RM: Musician Dan Davidson is performing tonight as part of the Starlight Concert Series at the Fairmont Banff Springs. COVID-19 must be a real struggle for a hardworking, touring musician like yourself. Have you had the chance to play much live music recently?

DAN DAVIDSON: You know, we find a way. My summer looked a lot different, that’s for sure. Instead of being gone every weekend and racking up those Air Canada points it was hanging out in the backyard and doing some gardening and stuff like that. I was able to keep pretty busy. I came up with Canada’s first digital music festival called Diesel Bird and we put that on with some of today’s biggest acts like Dallas (Smith), Brett Kissel, the Reklaws, James Barker Band, and all these people. Then after that we kept that Diesel Bird name going and we came up with Canada’s first hotel music festival. We did a hotel show where people could check in and watch the whole show from their balcony. So getting creative to keep playing.

RM: It must be nice to be able to do a show like this in Banff tonight.

DD: It’s a dream anytime you can stay at the Fairmont Banff Springs and play some acoustic music, and enjoy the mountains and the scenery. It doesn’t get better than that. That’s a bit of a tour-cation, we call it.

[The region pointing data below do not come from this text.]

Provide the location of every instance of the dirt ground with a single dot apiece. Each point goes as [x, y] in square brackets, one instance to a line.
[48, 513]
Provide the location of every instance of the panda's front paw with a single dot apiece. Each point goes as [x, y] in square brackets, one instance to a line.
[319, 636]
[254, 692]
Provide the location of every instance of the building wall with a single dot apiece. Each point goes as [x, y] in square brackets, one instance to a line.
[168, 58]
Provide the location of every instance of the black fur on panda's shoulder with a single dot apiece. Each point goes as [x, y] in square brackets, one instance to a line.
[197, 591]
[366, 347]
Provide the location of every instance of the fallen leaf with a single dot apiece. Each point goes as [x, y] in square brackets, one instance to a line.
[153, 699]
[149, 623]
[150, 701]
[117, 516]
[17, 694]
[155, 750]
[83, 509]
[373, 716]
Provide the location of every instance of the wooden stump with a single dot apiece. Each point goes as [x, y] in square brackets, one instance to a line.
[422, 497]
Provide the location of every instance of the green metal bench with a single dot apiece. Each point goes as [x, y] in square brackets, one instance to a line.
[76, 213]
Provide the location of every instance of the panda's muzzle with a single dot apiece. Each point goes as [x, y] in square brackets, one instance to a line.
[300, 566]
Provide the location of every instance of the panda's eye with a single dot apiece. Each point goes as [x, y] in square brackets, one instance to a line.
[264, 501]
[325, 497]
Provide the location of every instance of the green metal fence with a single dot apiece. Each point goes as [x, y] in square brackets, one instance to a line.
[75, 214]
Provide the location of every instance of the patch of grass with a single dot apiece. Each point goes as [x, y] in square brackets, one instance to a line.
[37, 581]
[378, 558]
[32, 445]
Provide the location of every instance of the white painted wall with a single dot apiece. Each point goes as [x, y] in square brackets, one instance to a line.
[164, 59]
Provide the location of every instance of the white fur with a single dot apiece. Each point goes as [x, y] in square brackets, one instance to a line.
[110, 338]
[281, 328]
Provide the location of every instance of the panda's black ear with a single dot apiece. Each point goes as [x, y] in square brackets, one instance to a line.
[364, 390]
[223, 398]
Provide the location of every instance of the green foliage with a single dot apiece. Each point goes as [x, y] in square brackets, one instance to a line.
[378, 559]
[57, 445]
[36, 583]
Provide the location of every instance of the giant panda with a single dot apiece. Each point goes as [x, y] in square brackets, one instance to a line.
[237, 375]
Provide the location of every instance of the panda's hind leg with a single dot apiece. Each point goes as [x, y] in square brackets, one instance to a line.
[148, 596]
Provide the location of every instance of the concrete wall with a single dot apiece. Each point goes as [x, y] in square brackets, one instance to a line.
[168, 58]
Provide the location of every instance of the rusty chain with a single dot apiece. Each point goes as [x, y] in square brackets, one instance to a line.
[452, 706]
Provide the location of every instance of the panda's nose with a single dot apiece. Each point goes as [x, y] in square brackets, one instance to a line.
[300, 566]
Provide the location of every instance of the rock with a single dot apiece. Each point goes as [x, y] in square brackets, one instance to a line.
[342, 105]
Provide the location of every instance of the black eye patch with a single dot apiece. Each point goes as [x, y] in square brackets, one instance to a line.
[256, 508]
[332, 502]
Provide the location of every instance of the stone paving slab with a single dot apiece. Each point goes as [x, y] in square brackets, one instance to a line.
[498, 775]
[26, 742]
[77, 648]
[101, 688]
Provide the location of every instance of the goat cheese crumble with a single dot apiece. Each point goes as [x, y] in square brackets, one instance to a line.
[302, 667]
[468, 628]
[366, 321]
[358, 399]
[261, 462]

RM: I’m quite familiar with your work with the band Tupelo Honey. I actually went to high school with three of the guys from that band, so I’ve seen you live in a rock and roll capacity. What made you decide to switch to country music?

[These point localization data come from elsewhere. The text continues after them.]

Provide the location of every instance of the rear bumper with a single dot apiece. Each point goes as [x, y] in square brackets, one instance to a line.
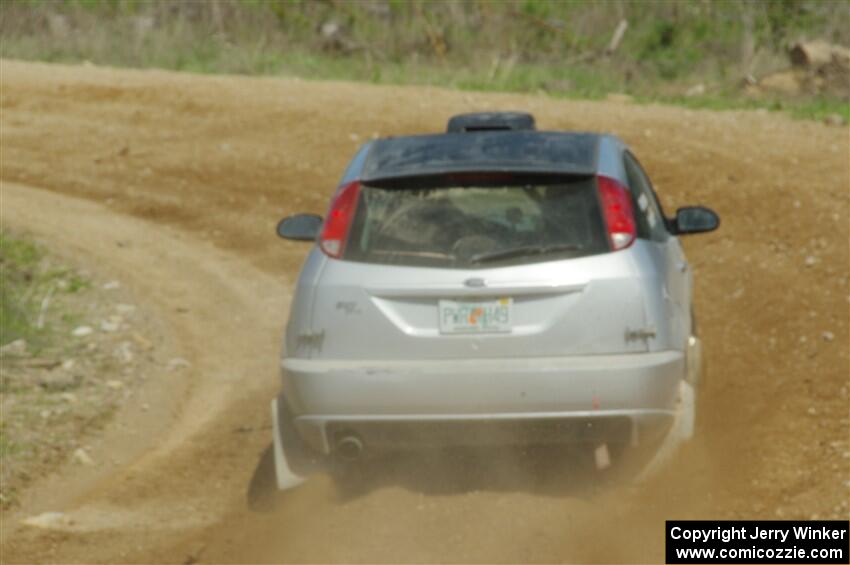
[483, 402]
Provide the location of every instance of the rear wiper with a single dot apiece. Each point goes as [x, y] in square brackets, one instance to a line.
[524, 250]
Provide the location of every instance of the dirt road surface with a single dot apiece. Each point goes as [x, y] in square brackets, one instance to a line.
[174, 183]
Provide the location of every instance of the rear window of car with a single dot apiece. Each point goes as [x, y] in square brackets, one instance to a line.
[475, 221]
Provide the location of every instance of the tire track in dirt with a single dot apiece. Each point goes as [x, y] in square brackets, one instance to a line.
[217, 160]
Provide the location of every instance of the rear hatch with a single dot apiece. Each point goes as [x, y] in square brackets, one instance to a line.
[466, 265]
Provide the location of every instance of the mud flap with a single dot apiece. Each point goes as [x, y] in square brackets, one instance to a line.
[285, 439]
[680, 432]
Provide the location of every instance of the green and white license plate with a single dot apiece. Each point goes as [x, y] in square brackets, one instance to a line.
[482, 316]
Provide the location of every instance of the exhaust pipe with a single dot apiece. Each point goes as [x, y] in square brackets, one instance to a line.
[349, 448]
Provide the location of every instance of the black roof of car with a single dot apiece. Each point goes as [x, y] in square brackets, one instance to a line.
[520, 151]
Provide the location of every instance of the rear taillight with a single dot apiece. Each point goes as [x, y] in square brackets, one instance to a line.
[338, 222]
[618, 211]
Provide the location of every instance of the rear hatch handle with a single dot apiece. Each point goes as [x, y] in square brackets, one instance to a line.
[487, 289]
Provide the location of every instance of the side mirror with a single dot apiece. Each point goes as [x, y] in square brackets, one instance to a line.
[695, 219]
[300, 227]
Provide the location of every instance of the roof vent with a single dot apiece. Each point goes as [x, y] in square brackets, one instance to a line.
[491, 121]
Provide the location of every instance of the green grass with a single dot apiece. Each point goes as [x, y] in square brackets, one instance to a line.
[27, 277]
[535, 46]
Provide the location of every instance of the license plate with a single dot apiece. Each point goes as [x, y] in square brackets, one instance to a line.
[481, 316]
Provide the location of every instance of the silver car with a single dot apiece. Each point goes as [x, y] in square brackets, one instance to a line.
[492, 285]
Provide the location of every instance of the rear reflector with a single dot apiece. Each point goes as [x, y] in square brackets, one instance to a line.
[338, 222]
[618, 211]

DD: We’d been really grinding with Tupelo for a long time and it was fantastic. We got to tour with bands like Bon Jovi, Three Days Grace, Metric, and Billy Talent, and play all over the place from Whitehorse to LA to Halifax and back. It was a real adventure and it was a really great thing, but rock was changing a lot and it wasn’t a very fun place to be working. A lot of venues were closing down, not a lot of people to tour with, and rock radio was becoming a little bit different than what we were used to. It kind of just presented this point in our lives where a couple of us wanted to branch out and try some other things. A few of us went back to school, and after I got my business degree I decided I couldn’t stay away from music. As I started writing, I think maybe it’s just being an Alberta boy, stuff just started to come out country. All of it that had been sitting in there for all those years locked away in a little closet somewhere started to sneak out. Then I went to see Dallas Smith play. Tupelo Honey and Default used to tour together all the time. Dallas pulled me aside and gave me some encouragement. He thought I had the right kind of voice and the right look and the right name for country and that I should really consider giving it a shot. So I did, and my first single came out, Found, and it was crazy just keeping up with the momentum of that song that went gold was the highest starting indie song in Canada for a long time.

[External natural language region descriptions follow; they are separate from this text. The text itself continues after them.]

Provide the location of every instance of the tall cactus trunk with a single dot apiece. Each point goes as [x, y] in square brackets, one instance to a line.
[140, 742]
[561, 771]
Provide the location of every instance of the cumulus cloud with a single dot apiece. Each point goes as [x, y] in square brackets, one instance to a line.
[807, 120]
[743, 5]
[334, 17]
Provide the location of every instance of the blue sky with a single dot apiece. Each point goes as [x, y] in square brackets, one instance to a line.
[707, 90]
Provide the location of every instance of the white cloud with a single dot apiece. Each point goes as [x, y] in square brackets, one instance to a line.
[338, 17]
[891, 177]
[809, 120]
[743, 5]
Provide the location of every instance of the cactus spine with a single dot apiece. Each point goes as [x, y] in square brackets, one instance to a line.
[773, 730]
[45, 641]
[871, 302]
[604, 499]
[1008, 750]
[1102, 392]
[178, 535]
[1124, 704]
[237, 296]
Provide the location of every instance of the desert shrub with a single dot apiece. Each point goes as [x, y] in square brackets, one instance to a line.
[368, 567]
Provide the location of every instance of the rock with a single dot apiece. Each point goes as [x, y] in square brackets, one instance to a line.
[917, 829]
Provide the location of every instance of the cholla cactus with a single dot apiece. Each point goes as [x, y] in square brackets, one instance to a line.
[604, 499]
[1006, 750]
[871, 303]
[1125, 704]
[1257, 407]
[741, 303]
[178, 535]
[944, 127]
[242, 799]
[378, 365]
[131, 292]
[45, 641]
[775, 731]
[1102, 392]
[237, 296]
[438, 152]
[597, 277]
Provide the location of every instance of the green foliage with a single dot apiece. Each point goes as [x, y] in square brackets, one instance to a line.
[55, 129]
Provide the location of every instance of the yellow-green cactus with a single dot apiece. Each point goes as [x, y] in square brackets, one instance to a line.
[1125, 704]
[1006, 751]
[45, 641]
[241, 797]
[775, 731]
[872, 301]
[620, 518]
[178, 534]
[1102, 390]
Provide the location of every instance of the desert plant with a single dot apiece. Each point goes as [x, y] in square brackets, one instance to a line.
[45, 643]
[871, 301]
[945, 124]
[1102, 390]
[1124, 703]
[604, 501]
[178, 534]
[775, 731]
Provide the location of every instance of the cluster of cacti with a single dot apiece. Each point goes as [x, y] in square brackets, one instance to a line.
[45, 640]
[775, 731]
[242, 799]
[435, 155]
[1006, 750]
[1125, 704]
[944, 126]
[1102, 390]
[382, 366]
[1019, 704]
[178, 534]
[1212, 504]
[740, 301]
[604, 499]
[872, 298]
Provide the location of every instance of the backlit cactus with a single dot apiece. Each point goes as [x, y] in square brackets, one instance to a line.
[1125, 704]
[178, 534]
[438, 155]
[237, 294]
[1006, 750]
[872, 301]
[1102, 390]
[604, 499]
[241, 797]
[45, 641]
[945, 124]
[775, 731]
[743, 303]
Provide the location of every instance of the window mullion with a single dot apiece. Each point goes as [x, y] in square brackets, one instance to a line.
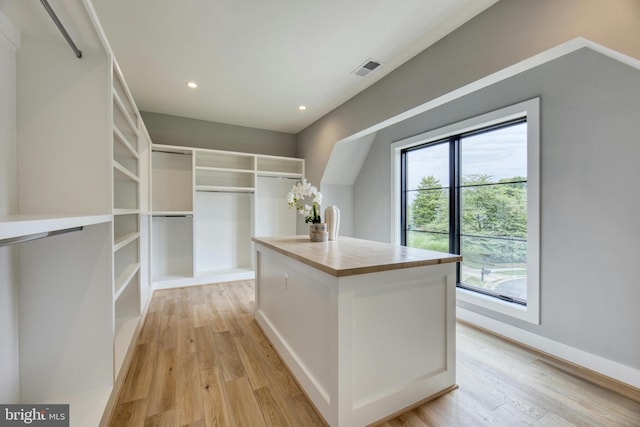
[454, 199]
[403, 198]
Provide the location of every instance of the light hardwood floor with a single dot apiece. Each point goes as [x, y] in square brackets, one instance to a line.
[201, 360]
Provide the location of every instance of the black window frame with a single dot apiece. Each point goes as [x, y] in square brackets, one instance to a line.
[455, 180]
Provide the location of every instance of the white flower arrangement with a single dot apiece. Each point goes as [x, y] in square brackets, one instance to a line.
[300, 196]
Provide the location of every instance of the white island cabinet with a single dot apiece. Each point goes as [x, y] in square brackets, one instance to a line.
[366, 328]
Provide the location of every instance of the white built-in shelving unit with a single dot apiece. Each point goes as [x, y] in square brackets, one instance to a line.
[207, 205]
[130, 143]
[79, 232]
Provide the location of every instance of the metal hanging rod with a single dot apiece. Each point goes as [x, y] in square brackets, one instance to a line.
[29, 237]
[66, 35]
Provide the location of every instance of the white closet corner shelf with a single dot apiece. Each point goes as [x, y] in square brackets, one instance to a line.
[17, 228]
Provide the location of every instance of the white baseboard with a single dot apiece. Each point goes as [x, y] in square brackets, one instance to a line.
[579, 357]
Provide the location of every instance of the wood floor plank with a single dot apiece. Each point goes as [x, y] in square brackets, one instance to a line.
[162, 419]
[227, 356]
[141, 370]
[188, 395]
[271, 409]
[216, 407]
[244, 406]
[186, 336]
[162, 391]
[130, 413]
[226, 373]
[168, 333]
[206, 347]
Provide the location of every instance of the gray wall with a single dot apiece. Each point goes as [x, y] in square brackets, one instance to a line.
[590, 235]
[173, 130]
[508, 32]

RM: I’m also a wedding DJ, and I’m not sure if you’re aware of this, but your song Found is quite popular as a request for the Grand Entrance, like when the bride and groom come into the room. How does it feel to have your song featured in someone’s special day like that?

DD: That’s awesome. Honestly, I think that’s what made the song go so well. It really propagated itself through fans, and a lot of it was because of wedding songs. That really makes a song shareable. It’s something that people can connect with on another level. That was really cool to see. I hope I get another one of those someday.

RM: What can people expect from your show tonight at the Fairmont Banff Springs?

DD: We get to do something little bit different. It’s more of like a Bluebird Cafe kind of songwriter style thing. It’ll be me and a couple of the guys, and we’ll be focusing on the stories behind the songs and connecting with the audience on a different way to give them a bit of a behind the curtain look into how things go. It’s going to be a guitar, banjo, dobro, and some broken down country songs. It’s going to be really cool because I’m so used to being the loud, jump up and down, hype up the crowd, drinking song guy. It’s fun to explore this other side of my performance.